After the election of the Tyrant, a strange thing happened to me. I found my drive to make art and to write about  culture evaporate. This didn’t happened all at once and, for a time, I kept up a certain level of production, but I noticed my disdain for these activities rising. Somehow, producing for a failed culture seemed wrong. Instead, as I’ve chronicled here, I turned inward, taking on a variety of projects at our house, but also turning to radical gardening with native plants as a process of healing a small piece of land much damaged by human disturbance (notably construction of this property forty years ago) together with the violence of contemporary landscaping. It’s been incredibly valuable to practice radical gardening but it’s also a matter of temporal displacement: the work I have done won’t be visible for years to come: it’s an investment in a better future, optimism that this nightmare would end.

As for art, I continued research as a kind of secret activity, but I’ve definitely felt the need to retreat. At some point, I decided that I’d consciously go on an unannounced art strike while the Tyrant was in office. I couldn’t find a way to return to work that has been, at its basis, a sustained inquiry into how we behave to each other in the public realm.  I’ve talked to a few friends about this and apparently this isn’t uncommon at all.

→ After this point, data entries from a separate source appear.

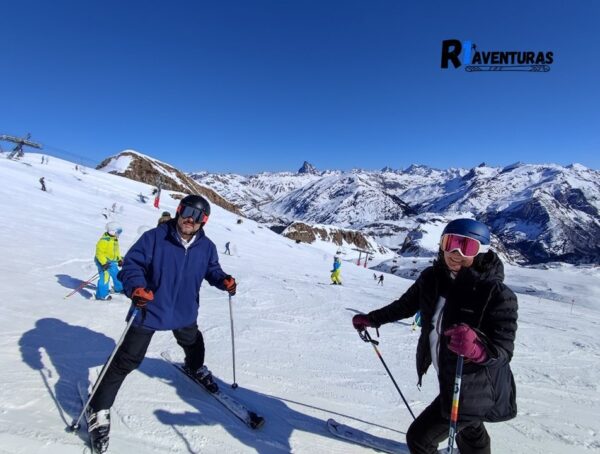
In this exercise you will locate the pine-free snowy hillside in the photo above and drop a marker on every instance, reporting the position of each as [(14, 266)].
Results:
[(299, 361), (540, 212)]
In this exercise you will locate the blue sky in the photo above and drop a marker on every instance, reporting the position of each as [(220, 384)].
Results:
[(245, 86)]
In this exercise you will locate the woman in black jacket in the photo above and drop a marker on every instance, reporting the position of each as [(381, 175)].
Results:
[(465, 310)]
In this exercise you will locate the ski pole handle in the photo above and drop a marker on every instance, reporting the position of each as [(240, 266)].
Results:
[(455, 400)]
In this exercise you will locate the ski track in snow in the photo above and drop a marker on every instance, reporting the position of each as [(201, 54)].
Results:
[(298, 359)]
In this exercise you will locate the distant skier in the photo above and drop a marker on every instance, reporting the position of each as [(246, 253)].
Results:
[(162, 274), (164, 217), (466, 310), (336, 271), (108, 259), (416, 321)]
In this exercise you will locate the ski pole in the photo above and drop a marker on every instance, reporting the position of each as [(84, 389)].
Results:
[(365, 336), (75, 425), (454, 410), (82, 285), (234, 385)]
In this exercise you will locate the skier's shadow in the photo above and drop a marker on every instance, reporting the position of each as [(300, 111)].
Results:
[(73, 282), (273, 437), (72, 351)]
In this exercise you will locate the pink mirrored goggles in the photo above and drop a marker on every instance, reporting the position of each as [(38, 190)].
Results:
[(467, 247)]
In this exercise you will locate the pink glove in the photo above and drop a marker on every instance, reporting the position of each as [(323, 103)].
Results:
[(361, 322), (464, 342)]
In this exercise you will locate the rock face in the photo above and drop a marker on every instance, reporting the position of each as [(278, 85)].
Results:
[(136, 166), (305, 233), (308, 168)]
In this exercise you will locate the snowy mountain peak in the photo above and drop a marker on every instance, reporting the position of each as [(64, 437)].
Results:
[(140, 167), (308, 168)]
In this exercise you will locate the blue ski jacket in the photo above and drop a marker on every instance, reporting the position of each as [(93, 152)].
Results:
[(159, 262)]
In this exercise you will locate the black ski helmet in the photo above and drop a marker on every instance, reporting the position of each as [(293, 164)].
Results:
[(195, 201), (469, 228)]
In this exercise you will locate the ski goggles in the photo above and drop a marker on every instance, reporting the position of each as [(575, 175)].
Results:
[(467, 247), (196, 214)]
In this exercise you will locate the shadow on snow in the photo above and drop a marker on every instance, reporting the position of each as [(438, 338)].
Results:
[(73, 350)]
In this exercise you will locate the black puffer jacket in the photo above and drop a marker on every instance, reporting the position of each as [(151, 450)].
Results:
[(477, 297)]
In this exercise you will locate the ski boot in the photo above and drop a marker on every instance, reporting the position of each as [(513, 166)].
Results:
[(204, 377), (98, 429)]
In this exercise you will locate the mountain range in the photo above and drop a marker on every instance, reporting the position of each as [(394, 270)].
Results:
[(537, 213)]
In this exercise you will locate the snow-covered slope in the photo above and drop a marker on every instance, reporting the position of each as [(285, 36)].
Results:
[(299, 361), (540, 213)]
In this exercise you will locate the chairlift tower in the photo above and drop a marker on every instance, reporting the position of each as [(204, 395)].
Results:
[(18, 152)]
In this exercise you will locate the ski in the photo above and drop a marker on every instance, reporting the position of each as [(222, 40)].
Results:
[(364, 439), (239, 410)]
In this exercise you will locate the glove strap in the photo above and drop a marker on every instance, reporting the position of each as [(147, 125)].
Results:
[(365, 336)]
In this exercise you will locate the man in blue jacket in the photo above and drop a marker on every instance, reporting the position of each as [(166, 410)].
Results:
[(162, 274)]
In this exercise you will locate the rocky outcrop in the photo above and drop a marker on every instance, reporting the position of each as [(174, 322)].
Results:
[(305, 233)]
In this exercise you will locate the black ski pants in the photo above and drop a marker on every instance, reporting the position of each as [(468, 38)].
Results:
[(132, 352), (431, 428)]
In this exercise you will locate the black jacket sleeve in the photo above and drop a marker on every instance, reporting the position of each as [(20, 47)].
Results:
[(499, 327)]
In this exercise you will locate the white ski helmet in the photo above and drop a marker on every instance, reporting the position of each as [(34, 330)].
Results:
[(113, 229)]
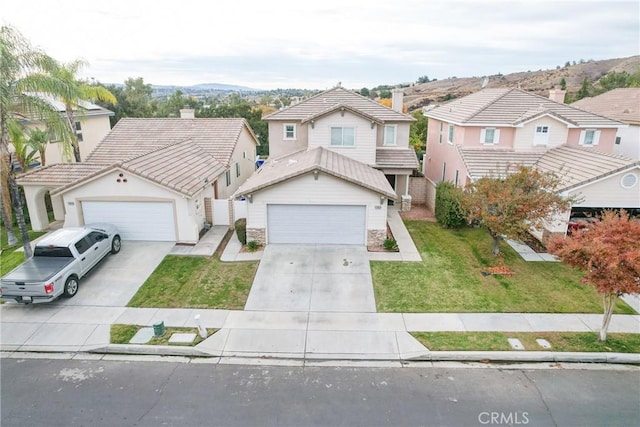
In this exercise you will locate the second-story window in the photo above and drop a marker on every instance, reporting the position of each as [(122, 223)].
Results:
[(289, 131), (589, 137), (79, 132), (390, 134), (541, 136), (343, 137), (489, 136), (450, 136)]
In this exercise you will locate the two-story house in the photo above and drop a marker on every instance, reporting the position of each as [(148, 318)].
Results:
[(337, 160), (485, 132), (155, 179), (91, 125), (622, 104)]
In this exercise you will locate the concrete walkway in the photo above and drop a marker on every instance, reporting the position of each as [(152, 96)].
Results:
[(407, 249), (304, 335)]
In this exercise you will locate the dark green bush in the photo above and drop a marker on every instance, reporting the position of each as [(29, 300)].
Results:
[(390, 244), (449, 209), (241, 230), (253, 245)]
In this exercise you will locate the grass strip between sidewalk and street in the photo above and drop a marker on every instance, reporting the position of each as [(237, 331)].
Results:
[(449, 279), (560, 341), (196, 282), (122, 334)]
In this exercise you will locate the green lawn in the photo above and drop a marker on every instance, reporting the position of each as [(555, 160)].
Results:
[(449, 279), (196, 282), (9, 258), (560, 341)]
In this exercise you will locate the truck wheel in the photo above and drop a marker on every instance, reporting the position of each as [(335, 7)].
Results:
[(71, 287), (116, 243)]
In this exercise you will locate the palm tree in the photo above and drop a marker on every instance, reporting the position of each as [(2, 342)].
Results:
[(80, 90), (38, 140), (23, 74)]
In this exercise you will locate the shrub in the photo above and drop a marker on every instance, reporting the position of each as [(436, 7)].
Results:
[(390, 244), (449, 210), (241, 230)]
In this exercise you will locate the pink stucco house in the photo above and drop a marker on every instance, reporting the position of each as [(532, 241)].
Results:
[(484, 132)]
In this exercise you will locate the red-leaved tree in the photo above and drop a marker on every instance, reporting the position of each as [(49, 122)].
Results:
[(514, 201), (608, 252)]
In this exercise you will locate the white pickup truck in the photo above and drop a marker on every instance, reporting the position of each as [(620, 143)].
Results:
[(59, 261)]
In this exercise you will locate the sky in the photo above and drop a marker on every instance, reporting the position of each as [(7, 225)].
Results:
[(316, 44)]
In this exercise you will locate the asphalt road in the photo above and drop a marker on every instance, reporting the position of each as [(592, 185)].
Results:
[(47, 392)]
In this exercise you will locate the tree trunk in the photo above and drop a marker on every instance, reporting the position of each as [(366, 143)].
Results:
[(11, 237), (496, 243), (43, 156), (22, 224), (5, 168), (74, 138), (609, 301)]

Even if I don’t expect the political polarization crippling the US and the world to stop, with the Tyrant in his twilight, playing golf as performance art and flailing aimlessly about, there’s no question that a certain weight is gone. The world is still damaged, but it’s easier to sleep at night again, there’s room again to breath. If there’s another lockdown—and there should be—I’ll be here, taking notes and experimenting.

Writing and research are both in the works and you’ll be seeing evidence soon.